Justification: This question combines elements from multiple types, as it not only explores user behavior and engagement (Type 2/3) but also ties these factors to broader business metrics like retention and financial health (Type 4). By analyzing this correlation, the app can identify key drivers of user success and loyalty, which can inform both feature development and marketing strategies. The insights gained can help refine the app’s value proposition, making it more attractive to both existing and potential users
2.According to the last month of operation, did the use of location-based spending recommendations make an impact in the frequency of user engagement with the app and the app performance in terms of stability and load times?
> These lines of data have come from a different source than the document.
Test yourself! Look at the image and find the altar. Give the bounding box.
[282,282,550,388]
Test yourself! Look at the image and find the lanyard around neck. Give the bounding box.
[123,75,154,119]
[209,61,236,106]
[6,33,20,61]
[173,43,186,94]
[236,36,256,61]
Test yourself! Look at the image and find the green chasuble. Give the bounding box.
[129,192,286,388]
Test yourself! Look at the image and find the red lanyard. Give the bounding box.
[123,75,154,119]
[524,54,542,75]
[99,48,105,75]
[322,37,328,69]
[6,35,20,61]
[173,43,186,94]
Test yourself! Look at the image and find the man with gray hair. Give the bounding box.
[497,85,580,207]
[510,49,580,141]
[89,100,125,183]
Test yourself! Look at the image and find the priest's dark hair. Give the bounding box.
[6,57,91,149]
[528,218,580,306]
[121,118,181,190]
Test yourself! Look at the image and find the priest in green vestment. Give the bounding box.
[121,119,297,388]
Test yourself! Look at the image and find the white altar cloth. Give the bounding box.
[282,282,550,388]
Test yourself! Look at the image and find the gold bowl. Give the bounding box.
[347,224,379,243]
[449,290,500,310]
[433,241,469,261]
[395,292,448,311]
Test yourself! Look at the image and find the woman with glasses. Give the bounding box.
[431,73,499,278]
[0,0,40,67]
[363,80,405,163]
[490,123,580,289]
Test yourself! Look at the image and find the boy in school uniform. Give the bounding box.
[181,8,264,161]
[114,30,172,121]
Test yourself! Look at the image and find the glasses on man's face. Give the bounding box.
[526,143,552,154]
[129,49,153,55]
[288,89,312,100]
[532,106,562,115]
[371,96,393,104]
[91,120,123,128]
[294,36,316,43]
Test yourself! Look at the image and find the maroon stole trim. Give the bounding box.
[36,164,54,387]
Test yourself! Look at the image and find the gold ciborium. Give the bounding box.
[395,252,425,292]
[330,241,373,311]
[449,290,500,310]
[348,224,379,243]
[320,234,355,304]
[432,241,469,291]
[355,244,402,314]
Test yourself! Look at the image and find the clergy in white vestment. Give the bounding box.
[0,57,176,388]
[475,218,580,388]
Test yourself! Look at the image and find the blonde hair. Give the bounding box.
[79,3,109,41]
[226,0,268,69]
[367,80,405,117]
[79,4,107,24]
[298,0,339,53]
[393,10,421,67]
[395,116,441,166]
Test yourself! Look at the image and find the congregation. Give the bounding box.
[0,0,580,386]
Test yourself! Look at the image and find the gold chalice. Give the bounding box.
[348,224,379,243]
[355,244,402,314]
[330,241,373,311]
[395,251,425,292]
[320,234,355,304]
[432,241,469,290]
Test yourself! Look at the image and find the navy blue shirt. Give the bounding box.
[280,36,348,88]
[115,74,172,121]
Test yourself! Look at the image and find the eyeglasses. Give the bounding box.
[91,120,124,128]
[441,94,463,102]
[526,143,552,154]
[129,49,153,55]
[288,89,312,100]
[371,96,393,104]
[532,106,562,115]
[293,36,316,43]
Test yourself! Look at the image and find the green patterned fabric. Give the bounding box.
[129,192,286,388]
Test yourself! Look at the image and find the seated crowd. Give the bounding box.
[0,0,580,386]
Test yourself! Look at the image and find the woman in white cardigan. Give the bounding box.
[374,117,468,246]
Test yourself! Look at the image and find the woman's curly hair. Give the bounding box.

Justification: This question combines Type 2 (direct user experience improvement) with Type 1 (app telemetry). It evaluates how providing personalized, location-based spending recommendations (Type 2) influences user engagement, such as how often users interact with the app, while also monitoring the app’s performance metrics like stability and load times (Type 1). This helps the development team know if the app balance is correct by enhancing the user experience with maintaining smooth app performance, ensuring that personalized features don’t lead to performance degradation.